Küresel canavarların beslenme şekli bu. Tabi ki buna karşı güçlü liderlerin ve ülkelerin çıkışı da tedbiri de elbette farklı olacaktı. Bu tuzağı gören ülkelerde kendi oyunlarını kurdular. Düşük faiz, üretim, yatırım, istihdam serbest kur, ihracat. Amma velakin pandeminin dünyada ki etkisi ile oluşan bir daralma, iç piyasadaki aşırı fiat dengesizliğinin durulmaması halkta deprem etkisine neden oldu. Bu durumlarda her zaman fatura iktidara kesilir. İçeride ise hegemonyacıların lütfuyla atanan, oturtulan ‘’mal bulmuş mağribi gibi’’ kıs kıs gülen ve sevinen liderler. Bu krizden vazife çıkaran, iktidar hevesine kapılan kifayetsiz muhterisler. Yalnız bunlar mı? Hayır. Bir de batı sevici finanse edilmiş aydın, ekonomist, iş dünyası baronu doyumsuzlar. Kökleri sağlam bir ülke ve gücünü ecdattan alan bir lider için bu saldırılar boşuna. Dışarıdakilerin kıskacı içerideki çapsızların heveslerinin kursaklarında kalacağı aşikâr. Haa..! Bu arada cebine ve cüzdandaki miktara göre pozisyon alan günü kurtarmak için yaşayanlar da azımsanmayacak çoğunluğa ulaştı. Son çeyreğin kazanımlarını bir çırpıda unutanlar, hafızası silinenler hızla artıyor. Anı anına uymayan, inişli çıkışlı ilişikleri olan huzursuz insan edimlerinin hakim olduğu bir insanlık halli de var ne yazık ki. Gitti gidecek hazır kıta bekleyen, iyi gün dostu, zor günde kayıp, görünmeyen profiller. Lakırdı yapan üretmeyen dedikoducu takım üyeleri.
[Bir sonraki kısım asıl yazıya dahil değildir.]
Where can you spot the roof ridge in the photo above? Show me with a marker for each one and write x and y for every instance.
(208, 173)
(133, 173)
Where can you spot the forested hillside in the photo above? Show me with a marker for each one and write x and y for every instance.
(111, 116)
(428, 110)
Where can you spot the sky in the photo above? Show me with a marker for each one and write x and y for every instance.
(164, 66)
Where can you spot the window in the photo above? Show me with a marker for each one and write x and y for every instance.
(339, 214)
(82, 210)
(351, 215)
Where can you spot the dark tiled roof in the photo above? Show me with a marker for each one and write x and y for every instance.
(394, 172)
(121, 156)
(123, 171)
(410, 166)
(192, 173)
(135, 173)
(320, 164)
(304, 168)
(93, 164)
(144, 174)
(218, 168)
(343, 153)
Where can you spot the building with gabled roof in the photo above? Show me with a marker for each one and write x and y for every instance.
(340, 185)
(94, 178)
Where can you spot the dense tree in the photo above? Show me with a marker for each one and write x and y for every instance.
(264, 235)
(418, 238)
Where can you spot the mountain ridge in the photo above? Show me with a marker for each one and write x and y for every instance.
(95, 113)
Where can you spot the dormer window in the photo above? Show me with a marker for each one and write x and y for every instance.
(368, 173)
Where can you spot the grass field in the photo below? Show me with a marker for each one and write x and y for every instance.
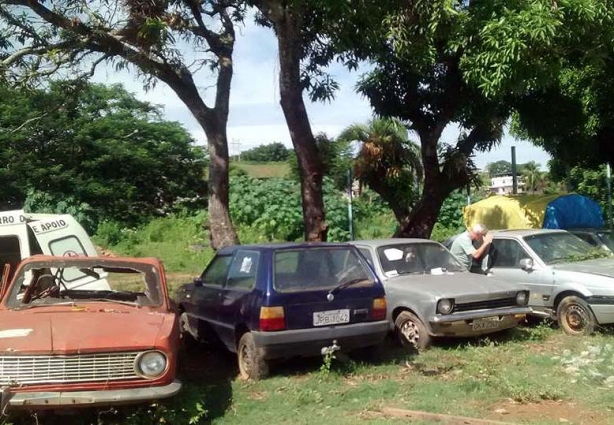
(264, 170)
(529, 375)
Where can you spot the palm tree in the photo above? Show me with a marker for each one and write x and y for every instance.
(388, 162)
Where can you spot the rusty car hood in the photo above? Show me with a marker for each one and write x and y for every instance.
(66, 329)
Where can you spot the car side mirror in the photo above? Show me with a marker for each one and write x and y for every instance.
(526, 264)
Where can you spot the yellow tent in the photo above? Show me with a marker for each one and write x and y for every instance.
(509, 212)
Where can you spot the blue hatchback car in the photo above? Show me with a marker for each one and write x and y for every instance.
(275, 301)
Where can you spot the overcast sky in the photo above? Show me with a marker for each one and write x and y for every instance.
(256, 117)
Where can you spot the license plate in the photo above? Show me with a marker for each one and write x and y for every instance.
(486, 323)
(331, 317)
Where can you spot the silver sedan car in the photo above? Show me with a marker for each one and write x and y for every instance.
(430, 294)
(570, 280)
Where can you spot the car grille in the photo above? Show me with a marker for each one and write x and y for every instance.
(28, 370)
(486, 304)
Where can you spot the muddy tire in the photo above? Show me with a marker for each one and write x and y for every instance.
(411, 332)
(251, 363)
(186, 338)
(575, 316)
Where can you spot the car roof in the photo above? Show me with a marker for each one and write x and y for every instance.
(86, 261)
(281, 245)
(374, 243)
(527, 232)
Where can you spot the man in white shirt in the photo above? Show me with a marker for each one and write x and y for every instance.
(463, 248)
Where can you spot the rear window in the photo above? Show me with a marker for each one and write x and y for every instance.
(313, 269)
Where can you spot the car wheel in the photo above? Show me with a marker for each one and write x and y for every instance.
(411, 332)
(251, 363)
(186, 336)
(575, 316)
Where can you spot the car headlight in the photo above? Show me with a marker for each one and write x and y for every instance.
(150, 364)
(445, 306)
(522, 298)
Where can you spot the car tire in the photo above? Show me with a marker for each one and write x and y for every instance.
(411, 332)
(186, 338)
(251, 363)
(575, 316)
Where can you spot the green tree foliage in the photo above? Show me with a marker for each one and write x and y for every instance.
(573, 118)
(174, 42)
(273, 207)
(590, 182)
(273, 152)
(388, 162)
(96, 149)
(336, 158)
(534, 179)
(310, 34)
(445, 62)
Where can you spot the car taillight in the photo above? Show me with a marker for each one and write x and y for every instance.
(272, 319)
(378, 312)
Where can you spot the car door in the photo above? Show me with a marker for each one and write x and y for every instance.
(236, 304)
(61, 235)
(207, 293)
(504, 263)
(14, 244)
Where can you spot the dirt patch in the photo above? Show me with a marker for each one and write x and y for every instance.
(551, 411)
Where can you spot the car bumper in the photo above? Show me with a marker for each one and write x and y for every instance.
(310, 342)
(469, 323)
(67, 399)
(604, 313)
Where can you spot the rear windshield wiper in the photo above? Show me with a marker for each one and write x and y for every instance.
(346, 284)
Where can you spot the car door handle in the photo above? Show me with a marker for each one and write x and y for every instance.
(361, 312)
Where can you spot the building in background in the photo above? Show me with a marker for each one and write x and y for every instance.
(503, 184)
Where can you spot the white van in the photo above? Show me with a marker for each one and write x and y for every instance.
(23, 235)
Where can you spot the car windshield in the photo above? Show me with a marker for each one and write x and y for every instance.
(562, 247)
(421, 257)
(322, 268)
(51, 283)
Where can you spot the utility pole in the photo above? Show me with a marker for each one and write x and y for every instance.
(350, 215)
(514, 177)
(609, 186)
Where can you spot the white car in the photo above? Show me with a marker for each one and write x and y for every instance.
(570, 281)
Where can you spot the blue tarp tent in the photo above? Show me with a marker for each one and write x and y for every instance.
(534, 212)
(569, 211)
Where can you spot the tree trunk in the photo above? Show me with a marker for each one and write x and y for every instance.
(293, 106)
(213, 121)
(439, 183)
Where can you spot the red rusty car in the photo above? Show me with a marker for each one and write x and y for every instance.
(112, 340)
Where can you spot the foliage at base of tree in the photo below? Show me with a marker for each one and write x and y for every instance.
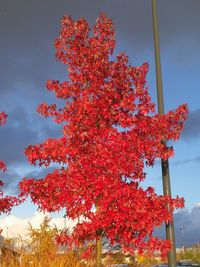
(110, 134)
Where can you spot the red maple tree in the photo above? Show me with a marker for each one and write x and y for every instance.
(110, 133)
(6, 202)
Küresel ölçekte devletlerin, ekonomilerin, iklimlerin vs. birbirinden, etkilenmemesi mümkün değilse, insanlığı saran virüs gibi ekonomileri bozan parasal kriz virüsü de ülkelerin ekonomilerini bozar hatta çökertebilir. Burada nasıl ki hastalıkların tedavi yolları ve reçetesi varsa ekonomik krizlerinde mutlaka çareleri vardır. Çözüm aktörlerine bu anlarda yardımcı olunmalı, omuz omuza verip güç birliği yapılmalıdır. Geçmişte de ülkeler çeşitli dış ve iç etkenlerin şer odaklı saldırılarına maruz kalmıştır. Milletler bu zorlu süreçlere tedbirlere bağlı kalarak sabır ve şükürle çare bulmuşlardır. Küresel ekonomik terör saldırıları ya da doğal gelişen krize karşı ülkemizde bir olalım birlik olalım taşın altına elimizi sokalım. Üretelim, istihdam sağlayalım düşük faizi destekleyelim. Çalışma azmi ve şevki ile günü kurtaran değil, yarınların güçlü ve söz sahibi ülkesini oluşturalım. Sevdamız, birlikteliğimiz, kardeşliğimiz ile dünya liderinin yeni ekonomik oyununu sahiplenelim. İyi gün dostu olup ta krizlerde kötülerle bir olmayalım.
Vatanın bütünlüğü ve özgürlüğümüz bir pamuk ipliğine bağlı olmasın.